Set up tools to allow debugging xlog spikes which cause replication lag

We have existing post-mortem issues for debugging the cause of replication lag incidents. The basic process for doing this is:

Set up WAL-E with production decryption keys Run wal-e to download segments for the relevant time period Build and run xlogdump across the relevant files Analyze them using hand-written grep, sed, awk, uniq -c combinations.

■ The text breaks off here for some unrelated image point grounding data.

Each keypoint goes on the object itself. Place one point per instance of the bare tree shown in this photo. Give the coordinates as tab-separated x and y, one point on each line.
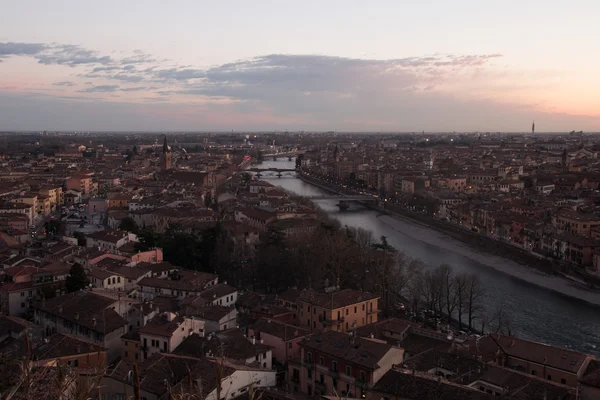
461	281
448	289
432	292
474	294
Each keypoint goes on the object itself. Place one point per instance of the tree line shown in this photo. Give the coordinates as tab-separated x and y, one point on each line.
332	255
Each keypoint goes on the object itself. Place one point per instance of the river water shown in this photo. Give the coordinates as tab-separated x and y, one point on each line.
536	313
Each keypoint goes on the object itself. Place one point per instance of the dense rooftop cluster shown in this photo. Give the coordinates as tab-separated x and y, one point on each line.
107	276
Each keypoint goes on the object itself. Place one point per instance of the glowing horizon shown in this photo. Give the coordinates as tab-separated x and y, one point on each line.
344	66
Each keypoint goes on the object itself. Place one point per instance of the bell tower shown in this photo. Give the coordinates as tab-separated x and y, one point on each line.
165	158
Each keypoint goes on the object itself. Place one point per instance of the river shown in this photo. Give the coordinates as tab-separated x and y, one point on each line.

Instead it seems like it would be just as easily to do this in a scalable repeatable way -- and one that also doesn't put production data on random laptops or elsewhere:

Set up a GCP instance that uses the standard bootstrap.sh to obtain the production decryption keys via KMS etc. Run wal-e to continuously fetch new logs as they appear -- or even set up pg_receivexlog to stream them Run xlogdump on new files as they appear Write a simple mtail script to keep interesting counters

That would be about the same as the above and about the same work too. It would have the benefit of being documented and repeatable just by rerunning the same bootstrap script and installing the same wal-e and mtail scripts from the repo.

Next steps:

The next step wouldn't be to leave the instance running indefinitely (add it to the chef scripts as a pet so it has the same security policies as any other machine) and then:

  • Target mtail with prometheus
  • Build a simple dashboard in Grafana showing the rates of the counters

That would not be very hard and let us quickly look whenever we want to understand a xlog spike where the extra xlog comes from. I think it would be a valuable addition to our dashboards.

The typical causes are:

  • vacuuming a table full of pages that need to be vacuumned (typically after a large batch update or delete)
  • vacuum freeze on a large table that hasn't need to be vacuumed recently (typically insert-only tables)
  • a large batch update or insert (typically a migration in our case)
  • heavy lock contention on foreign key locks
  • Index builds?
  • Full page write spikes after a checkpoint

So my thinking is the mtail script should keep counters for number of records and number of bytes indexed with two labels, record-type and relid. I don't think we need more detailed information about the block number or ctid etc. That would be a few hundred counters which should be no big deal for prometheus. I think it would also be good to have counts of full page images per-relid.